The Washington Post reported that on Sunday experts stressed that the overall concept -- boosting good cholesterol while lowering the bad -- remains promising, but the news about torcetrapib raises disturbing questions about the approach.

"It's a major blow -- a huge setback for the field," Steven Nissen, the president of the American College of Cardiology, said of the halt in Pfizer's research. "Everyone agreed this was an extremely promising approach. This sets back the field by years."

The Post also quoted experts saying the development will require researchers at Pfizer and elsewhere to take a much closer look at similar compounds being developed to determine whether they carry similar risks.

"We'll certainly have to approach all these programs with more caution now as this plays out," said Robert Meyers, a drug safety specialist at the Food and Drug Administration.

Heart disease is the nation's leading cause of death.
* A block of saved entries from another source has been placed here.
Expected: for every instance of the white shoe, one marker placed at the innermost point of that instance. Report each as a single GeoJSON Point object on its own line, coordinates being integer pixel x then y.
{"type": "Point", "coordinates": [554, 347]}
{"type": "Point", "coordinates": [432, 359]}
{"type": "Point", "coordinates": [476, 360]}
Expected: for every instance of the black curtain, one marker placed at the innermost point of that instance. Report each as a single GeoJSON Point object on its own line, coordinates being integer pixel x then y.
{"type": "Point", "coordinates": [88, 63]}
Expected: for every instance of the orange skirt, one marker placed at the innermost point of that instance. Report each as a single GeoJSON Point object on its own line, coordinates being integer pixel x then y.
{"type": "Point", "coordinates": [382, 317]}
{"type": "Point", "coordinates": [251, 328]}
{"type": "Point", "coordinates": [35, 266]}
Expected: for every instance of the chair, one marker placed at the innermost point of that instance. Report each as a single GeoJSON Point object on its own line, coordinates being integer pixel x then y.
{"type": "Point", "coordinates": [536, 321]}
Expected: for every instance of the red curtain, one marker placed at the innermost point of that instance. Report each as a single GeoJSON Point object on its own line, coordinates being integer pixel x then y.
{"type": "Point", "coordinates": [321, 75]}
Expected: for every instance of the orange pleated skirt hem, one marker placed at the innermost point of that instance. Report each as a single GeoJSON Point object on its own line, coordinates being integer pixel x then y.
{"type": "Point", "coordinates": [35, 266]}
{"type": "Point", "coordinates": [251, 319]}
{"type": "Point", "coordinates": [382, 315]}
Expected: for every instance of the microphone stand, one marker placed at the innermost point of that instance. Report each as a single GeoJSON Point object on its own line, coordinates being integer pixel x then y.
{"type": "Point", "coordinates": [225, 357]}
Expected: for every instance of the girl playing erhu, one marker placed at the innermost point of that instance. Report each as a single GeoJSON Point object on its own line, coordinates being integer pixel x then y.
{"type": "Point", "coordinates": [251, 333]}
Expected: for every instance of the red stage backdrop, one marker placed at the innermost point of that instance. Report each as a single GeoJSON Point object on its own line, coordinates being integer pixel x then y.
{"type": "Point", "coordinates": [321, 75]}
The number of Americans suffering heart attacks and strokes has been dropping, in part because of the development of cholesterol-lowering statins, which have become one of the most widely used and effective tools in medicine.

"There's a lot of scrambling that's going to be going on to figure out if this [torcetrapib] is a fundamentally flawed compound, or whether this approach is flawed," said Daniel Rader of the University of Pennsylvania.

Even if the approach is flawed, researchers will certainly not abandon the goal of raising HDL, he said.

"I think it is terribly important to emphasize that this development says nothing about the overall strategy," said Rader.